There, sitting on the floor with an embroidery hoop stitching away was Celine. A boy sat putting a paper house together at a table with a man whose back was to them. Madeline saw that Nic was going to tap on the window and she slapped his hand.
“Don’t,” she whispered harshly. “Just look. Something’s wrong.”
“What?”
“I don’t know. It’s not real.”
“Stop it. Look. It’s Paul. He’ll help us. Look, he has parents. They can call the police if we can’t find Mum and Dad.” Nicholas’s eyes were pleading with her.
“But look how they’re dressed. Look at the lights.” Gaslights glowed against the walls. “They’re all wrong.”
Out of the corner of Madeline’s eye she caught a woman coming into the room. Her dress was dark and long and tight at the middle, her hair tightly wo
und into a chignon. They both then saw the woman’s face. Nic’s jaw dropped, but Madeline shrieked. The four people inside turned to the sound. Then Nic screamed.
Sitting at the table with Paul was their Dad, and their Mum stood by Celine, a basket of sewing in her hands. They seemed cosy together. A real family. Celine set down her embroidery and got up.

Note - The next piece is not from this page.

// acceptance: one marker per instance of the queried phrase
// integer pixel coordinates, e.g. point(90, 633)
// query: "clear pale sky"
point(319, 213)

Madeline wanted to run away but her feet wouldn’t move. Nicholas seemed equally paralysed. Celine went to the window beside them and waited. Nic threw his arms around his sister and they buried their heads in their arms. Madeline felt her brother shaking, or maybe it was her. She lifted her head a little and saw Celine standing on the veranda a few feet away. The sound that came out of Madeline was like a wounded animal. It made Nicholas look behind him.

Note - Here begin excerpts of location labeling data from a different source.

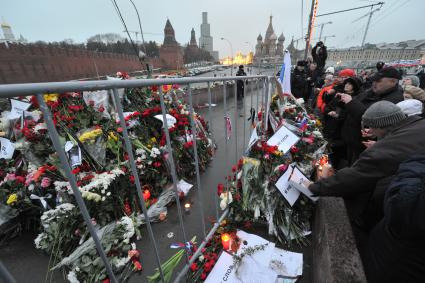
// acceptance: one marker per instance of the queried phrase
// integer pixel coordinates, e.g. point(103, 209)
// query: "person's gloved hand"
point(314, 188)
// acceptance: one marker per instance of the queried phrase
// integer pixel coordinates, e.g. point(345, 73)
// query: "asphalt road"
point(28, 264)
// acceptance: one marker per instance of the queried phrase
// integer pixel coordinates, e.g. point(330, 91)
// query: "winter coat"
point(371, 172)
point(358, 106)
point(240, 72)
point(299, 84)
point(319, 54)
point(396, 248)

“Wha . . .” His words wouldn’t come. He started to back away with Madeline clinging to him.
“It’s a bad dream, Nic. Please. Say this is a bad dream!” Madeline was crying now.

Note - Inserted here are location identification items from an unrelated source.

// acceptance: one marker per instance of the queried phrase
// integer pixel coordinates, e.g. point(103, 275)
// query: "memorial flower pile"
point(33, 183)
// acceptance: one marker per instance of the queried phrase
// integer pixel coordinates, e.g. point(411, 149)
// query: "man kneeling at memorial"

Nic stopped shaking. “It’s a bad dream, Maddie.” He sounded sure, but took a hold of her hand and pulled her with him as he rushed past Celine down the steps to the path leading to the front gate. They ran with arms out, pushed at the gates which fought them, creaking and yawing. Madeline glanced behind them. Celine was coming down the steps. They threw their weight into the wrought iron and it opened with a metal grumble, just enough for them to squeeze through. Once they were out, past the boardwalk onto the sand, they stopped, huffing, shaking, and crying.
They stood holding each other, staring at the mansion, seeing the faintly lit scene inside, the happy family. Their mum and dad with two other children.
The young couple in the cottage were kind to Madeline and Nicholas. The light in the front window was left on, just as when they’d left to find Paul and Celine. The man and woman hadn’t minded being woken up, no, and they wanted to help. At first Madeline and Nicholas refused to speak to these strangers in the cottage where they had been staying for nearly two weeks. What had happened to their mum and dad? Why were these people there? But there was no one else, not now. The man and woman listened as the woman tended to their scrapes and nettle stings while the man made them tea as if they had lived in the cottage all along. The couple exchanged glances. They thought the children had wild imaginations. Surely there would be an explanation to satisfy everyone.